## The case for compositional type checking

23 October 2010 (programming haskell language ELTE) (1 comment)This is an based on a chapter of the M.Sc. thesis I am writing at ELTE, supervised by Péter Diviánszky.

For my M.Sc. thesis, I've been working on writing a compositional type checker for Haskell 98. The basic idea is to extend Olaf Chitil's compositional type system with ad-hoc polymorphism, Haskell 98's major extension to the Hindley-Milner type system. In this post, I'm showing the motivation behind wanting to go compositional.

A property shared by both commonly-used algorithms for doing Hindley-Milner type inference, W and M, is that both W and M infer the type of composite expressions by inferring one subexpression (in some sense, the “first” one) and using its results in inferring the type of the “next” one. They are linear in the sense that partial results are threaded throughout the type inference.

The effect of linearity on type inference is that certain sub-expressions (those that are processed earlier) can have greater influence on the typing of other subexpressions.
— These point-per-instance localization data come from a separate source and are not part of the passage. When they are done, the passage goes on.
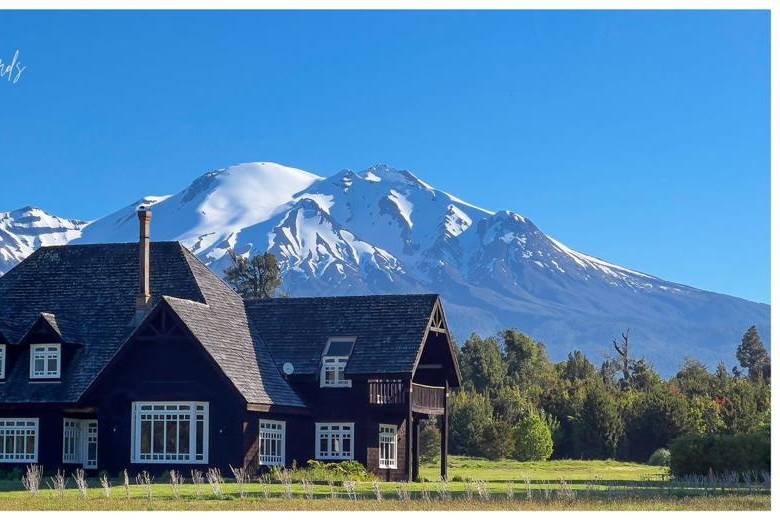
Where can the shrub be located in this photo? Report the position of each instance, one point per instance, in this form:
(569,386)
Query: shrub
(660,457)
(533,439)
(698,454)
(497,441)
(470,416)
(320,472)
(430,443)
This is bad because it imposes a hierarchy on the subexpressions that is determined solely by the actual type checking algorithm, not by the type system; thus, it can lead to misleading error messages for the programmer.

For example, let's take the following definition of a Haskell function:

`foo x = (toUpper x, not x)`

There are two ways to typecheck this definition using
W: either we first typecheck `toUpper x`,
using the context *{x :: α}*, resulting in the type
equation *α ~ Char*, then checking `not x` with
*{x :: Char}*, or do it the other way around, by first
looking at `not x`, then as a result recursing into
`toUpper x` with the context *{x :: Bool}*.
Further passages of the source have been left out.